Frankly, the Greco-Roman model was in some ways better than what some of us seem to want to head into (and in some ways, such as the obsession with civilized/barbaric and free/slave dichotomies, either more similar than we'd like to admit or a lot worse). Shame and repression exist in sexuality for entirely legitimate reasons; they're ways of managing expectations and the effect that one's sexuality has on the people around one. In the past this has been used in obviously awful ways, such as to erect horrible double-binds for classes of people disfavored in whatever society's sexual regulatory regime was at any given moment, mostly women or people oriented to a greater or lesser extent towards their own or 'non-opposite'* genders. But at this point I would go so far as to say that society would greatly benefit from revisiting the idea of trying to suppress certain things. My close friends, a disproportionate number of whom are rather timid lesbians, may for example find their lives a lot more pleasant if we repressed the [Inks] out of certain expressions of male heterosexuality.

The absolute right to sexual expression within bounds of consent and sanity is a nice idea but it's inherently difficult to keep sexuality private.
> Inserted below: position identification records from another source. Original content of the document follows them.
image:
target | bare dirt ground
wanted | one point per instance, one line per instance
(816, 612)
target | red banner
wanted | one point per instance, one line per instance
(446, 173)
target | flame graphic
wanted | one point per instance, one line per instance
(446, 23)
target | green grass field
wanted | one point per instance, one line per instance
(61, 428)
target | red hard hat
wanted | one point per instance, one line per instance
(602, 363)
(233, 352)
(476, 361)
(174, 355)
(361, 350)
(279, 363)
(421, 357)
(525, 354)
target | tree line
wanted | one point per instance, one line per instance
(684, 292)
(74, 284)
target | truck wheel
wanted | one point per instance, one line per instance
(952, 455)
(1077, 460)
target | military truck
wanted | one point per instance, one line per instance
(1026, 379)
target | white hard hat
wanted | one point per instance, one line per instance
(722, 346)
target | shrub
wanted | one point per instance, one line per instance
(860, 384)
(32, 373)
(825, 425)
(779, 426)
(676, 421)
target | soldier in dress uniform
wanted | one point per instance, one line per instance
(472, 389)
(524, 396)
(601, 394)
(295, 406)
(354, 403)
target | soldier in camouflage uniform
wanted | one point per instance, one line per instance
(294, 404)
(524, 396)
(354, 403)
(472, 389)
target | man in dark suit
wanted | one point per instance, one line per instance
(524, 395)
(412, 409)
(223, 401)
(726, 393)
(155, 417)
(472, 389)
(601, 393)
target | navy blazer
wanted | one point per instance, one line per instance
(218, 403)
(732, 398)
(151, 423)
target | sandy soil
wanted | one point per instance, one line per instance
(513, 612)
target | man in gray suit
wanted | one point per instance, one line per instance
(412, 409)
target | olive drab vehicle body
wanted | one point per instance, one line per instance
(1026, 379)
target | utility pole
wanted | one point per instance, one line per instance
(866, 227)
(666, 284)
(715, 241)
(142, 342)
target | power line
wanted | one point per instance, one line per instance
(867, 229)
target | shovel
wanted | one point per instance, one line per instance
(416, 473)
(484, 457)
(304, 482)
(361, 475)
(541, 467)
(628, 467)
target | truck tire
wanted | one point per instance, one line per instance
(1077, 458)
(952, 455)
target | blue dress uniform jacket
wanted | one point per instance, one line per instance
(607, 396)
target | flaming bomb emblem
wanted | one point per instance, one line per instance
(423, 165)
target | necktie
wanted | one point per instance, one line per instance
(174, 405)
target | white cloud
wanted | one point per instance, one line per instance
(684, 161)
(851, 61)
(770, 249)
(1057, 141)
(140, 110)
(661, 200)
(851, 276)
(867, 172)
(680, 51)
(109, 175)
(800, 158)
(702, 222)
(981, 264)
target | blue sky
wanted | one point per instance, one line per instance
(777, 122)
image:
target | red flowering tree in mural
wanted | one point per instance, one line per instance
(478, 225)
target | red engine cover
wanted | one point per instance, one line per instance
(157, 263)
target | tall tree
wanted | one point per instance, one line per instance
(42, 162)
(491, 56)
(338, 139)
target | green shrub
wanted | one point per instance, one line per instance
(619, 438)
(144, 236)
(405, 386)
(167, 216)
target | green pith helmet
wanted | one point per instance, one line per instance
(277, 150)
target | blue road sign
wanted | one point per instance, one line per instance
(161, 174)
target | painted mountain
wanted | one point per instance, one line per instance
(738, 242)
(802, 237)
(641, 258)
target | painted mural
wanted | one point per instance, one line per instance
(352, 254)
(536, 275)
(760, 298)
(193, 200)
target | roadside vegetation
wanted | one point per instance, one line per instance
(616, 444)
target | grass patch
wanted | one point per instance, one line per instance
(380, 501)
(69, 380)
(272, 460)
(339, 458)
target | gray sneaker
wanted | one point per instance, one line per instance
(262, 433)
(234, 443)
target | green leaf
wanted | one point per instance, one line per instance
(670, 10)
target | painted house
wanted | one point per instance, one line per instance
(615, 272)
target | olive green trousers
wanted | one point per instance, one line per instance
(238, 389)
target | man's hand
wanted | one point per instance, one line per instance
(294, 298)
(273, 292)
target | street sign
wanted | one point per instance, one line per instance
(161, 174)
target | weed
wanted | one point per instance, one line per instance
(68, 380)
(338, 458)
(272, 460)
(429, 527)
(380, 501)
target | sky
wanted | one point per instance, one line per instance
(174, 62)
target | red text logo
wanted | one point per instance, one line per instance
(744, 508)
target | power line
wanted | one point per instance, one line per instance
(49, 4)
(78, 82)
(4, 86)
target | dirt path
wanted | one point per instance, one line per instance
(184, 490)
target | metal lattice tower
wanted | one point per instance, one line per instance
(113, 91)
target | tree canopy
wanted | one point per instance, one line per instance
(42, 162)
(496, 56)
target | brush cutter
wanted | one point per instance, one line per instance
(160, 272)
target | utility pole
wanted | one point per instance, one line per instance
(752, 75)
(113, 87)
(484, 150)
Really the most unjustly repressive aspect of it in the current state of civilization is the set of expectations surrounding gender, which ought to be if not necessarily done away with then at least made distinctly more voluntary in nature; I'm more or less fine with the idea of keeping or even strengthening everything else, for both moral and sociological reasons, particularly the connection to family or the ideal theoreticity of family.

(Disclaimer: This is coming from someone who likes his family and doesn't like sex.)

I can go on about this if someone such as Mikado would like clarification or elaboration on any of it.


*'opposite' in this context is a crock of sh**t but whatever.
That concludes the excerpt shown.